No, I'm not a masochist and I'm only a fraction of the self-hating Jew I claim to be, and while my roommate may call me a grinch, I'm not really one. I mean, I love how the streets look with trees lit (but not all the trees; I like the contrast of lit and unlit. I think if every tree in New York were lit, it wouldn't be as special), and I love the smell of the street-side tree sellers. I, like most people, generally hate to be unhappy.

So why am I here, on this blog, to my handful of regular readers and the scores of stumble-upon-ers, that I am happy to be unhappy? Because I've felt worse.

Exactly one year ago, I was unhappy to such an extent that I had no emotions. I couldn't get out of bed in the morning. I barely ate. I avoided people. I was short tempered with friends and family. (And I was in a place that it only got worse until late May!) I was so unhappy, that I didn't feel anything.

It's true that the opposite of love isn't hate, it's indifference.
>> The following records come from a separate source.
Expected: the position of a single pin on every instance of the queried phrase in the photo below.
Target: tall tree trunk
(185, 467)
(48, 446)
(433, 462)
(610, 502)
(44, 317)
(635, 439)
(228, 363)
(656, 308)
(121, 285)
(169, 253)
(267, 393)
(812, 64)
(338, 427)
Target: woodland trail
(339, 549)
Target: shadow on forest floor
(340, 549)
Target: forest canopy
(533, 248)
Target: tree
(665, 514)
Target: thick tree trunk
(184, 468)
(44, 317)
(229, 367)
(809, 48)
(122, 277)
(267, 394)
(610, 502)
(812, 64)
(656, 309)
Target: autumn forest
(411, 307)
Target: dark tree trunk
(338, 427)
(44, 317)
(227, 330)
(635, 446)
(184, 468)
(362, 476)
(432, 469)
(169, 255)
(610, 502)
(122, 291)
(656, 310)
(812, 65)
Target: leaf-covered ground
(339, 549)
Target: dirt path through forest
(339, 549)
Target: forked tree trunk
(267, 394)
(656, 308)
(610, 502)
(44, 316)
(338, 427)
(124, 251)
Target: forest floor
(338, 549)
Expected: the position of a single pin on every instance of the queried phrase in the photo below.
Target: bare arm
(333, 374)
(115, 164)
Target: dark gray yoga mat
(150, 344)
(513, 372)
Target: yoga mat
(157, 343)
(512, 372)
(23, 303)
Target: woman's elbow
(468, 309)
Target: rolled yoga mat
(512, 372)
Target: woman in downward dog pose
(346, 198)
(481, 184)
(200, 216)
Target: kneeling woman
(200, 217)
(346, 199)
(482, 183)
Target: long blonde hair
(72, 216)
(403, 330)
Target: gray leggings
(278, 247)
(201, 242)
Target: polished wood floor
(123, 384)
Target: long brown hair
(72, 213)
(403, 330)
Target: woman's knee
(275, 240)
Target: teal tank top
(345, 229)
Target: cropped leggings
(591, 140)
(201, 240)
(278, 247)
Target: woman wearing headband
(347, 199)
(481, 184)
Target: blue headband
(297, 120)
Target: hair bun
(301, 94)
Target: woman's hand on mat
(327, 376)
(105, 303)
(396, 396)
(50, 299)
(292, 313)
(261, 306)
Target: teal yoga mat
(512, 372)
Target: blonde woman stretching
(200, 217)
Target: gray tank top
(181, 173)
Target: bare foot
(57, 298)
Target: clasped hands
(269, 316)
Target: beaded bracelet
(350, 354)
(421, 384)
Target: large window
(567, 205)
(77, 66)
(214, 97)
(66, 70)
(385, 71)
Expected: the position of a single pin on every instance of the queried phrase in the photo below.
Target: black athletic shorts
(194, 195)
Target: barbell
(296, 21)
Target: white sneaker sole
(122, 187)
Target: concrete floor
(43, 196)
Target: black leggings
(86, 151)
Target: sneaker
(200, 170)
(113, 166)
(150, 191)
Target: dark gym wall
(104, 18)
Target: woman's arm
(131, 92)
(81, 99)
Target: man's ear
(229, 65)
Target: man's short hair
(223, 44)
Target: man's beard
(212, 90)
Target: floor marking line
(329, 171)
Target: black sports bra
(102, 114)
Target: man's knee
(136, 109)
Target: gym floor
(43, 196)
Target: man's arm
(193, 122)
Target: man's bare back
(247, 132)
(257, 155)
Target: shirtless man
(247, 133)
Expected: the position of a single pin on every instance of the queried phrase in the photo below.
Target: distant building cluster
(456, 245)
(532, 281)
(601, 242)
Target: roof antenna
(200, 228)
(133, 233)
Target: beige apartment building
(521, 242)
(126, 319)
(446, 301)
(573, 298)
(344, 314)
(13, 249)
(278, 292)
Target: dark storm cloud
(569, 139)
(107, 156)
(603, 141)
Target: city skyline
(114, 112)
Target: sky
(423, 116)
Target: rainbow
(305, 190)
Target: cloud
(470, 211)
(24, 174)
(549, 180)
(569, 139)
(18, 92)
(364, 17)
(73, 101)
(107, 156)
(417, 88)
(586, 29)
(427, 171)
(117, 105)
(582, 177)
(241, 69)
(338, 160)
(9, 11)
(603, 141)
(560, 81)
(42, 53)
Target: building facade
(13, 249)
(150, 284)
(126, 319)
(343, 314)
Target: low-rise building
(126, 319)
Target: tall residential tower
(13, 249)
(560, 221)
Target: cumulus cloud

And the opposite of happy isn't sad or unhappy, but also indifference. And I was totally indifferent to the world -- and to myself. I cognitively wanted to get out of the funk I was in, but emotionally, I just didn't care what my state was.

So now, when I'm unhappy, I'm ecstatic to be able to be unhappy. Even when a little blue, I jump out of bed in the morning with a vigor to attack the day ahead of me. I may not want to go to class, but I think that's just me being your normal slightly-burnt-out 4th-year college student. I may want to stay under my blanket with my teddy bear when it's cold and rainy -- or snowy, or icy, or wintery-mix-y -- but that's just me being human. I may want to stay blue a little longer and watch a movie that will make me cry a little...but that's me just being...um...me. (It takes someone truly comfortable with his masculinity to admit to curling up with his teddy bear and crying. And to wear pink. But I don't have the complexion to wear pink, I'm told, so I'll stick with the former.)

Bottom line: I may not enjoy being unhappy because, well, it isn't being happy, but I enjoy the fact that I can be unhappy, so by extension, I enjoy being unhappy.

I'm the only person you'll ever see smiling and singing gleefully while being completely unhappy, and it isn't a cover-up.

But then again, I've never been normal.